The Race to Build the Bomb

At the start of World War Two the only countries capable of making the bomb were Germany, Japan and the United States. When it came to doing atomic research and development Germany had a good organization. Japan had a good organization. The United States had a mess. But... the Americans had the best scientists.

And the best of the best was Albert Einstein. A physicist who was thrown out of Nazi Germany because he was Jewish. He moved to the United States and Germany's loss became America's gain.

The Japanese team was headed by a brilliant scientist named Yoshio Nashina. In 1937 the army told him to build an atomic research center and an atomic bomb. From the army he got all the skilled men and money he needed. From the Japanese conquered country of Korea he got all the uranium and electrical power he needed.

In 1938 Japan's ally, Germany, had managed to split the atom to release huge amounts of energy. When Albert Einstein heard about this he wrote to the president of the United States, Franklin Roosevelt, and told him what this could mean. Any nation that could split the atom could build atomic bombs. And any nation that could build atomic bombs could win wars.

President Roosevelt understood and told the army to do something about it. The army ordered its engineers to do something about it. The engineers asked the universities to do something about it.

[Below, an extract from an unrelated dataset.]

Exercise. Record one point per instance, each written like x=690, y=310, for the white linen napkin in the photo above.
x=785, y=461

But there was confusion. There was research going on at several universities but it was not coordinated. No one knew who was ahead or who was on the right track. It was said that some professors at some colleges didn't know what they were doing. But the scientists at the University of Chicago knew what they were doing. In December of 1942 they were able to split the atom. America was four years behind Germany and Japan and had a lot of catching up to do.

Early in 1943 Japanese Intelligence asked the Germans to take a Spanish spy who worked for them to Mexico in one of their submarines. Once in Mexico, he slipped into the United States. The spy heard something about the work at the University of Chicago and thought that the Americans had built the atomic bomb. But the American bomb wouldn't be built until two years later. That erroneous report spurned on the Japanese even more.

Later that year British Intelligence received word from their spies across the English Channel that Germany was getting closer to building the bomb. It would only be a matter of time before the big explosion.

Heavy water was needed to make the bomb and Germany had the biggest heavy water plant in the world in Norway. The British sent planes in to bomb the building's power plant. While the facility lay in ruins, so did Germany's chances of building the atomic bomb.

The race was now between the United States and Japan. When America dropped bombs on Hiroshima on August 6 and on Nagasaki on August 9, 1945, it was clear that they had won the war. But just barely.

On August 12 Japanese scientist Nashina tested an atomic bomb near a small island off the coast of Korea. Witnesses said it produced a mushroom shaped cloud a thousand yards wide. Several vessels in the test area were vaporized while others farther away burnt fiercely. It was just after that, that Japan surrendered. Nashina never talked about his work and he died of cancer a few years later.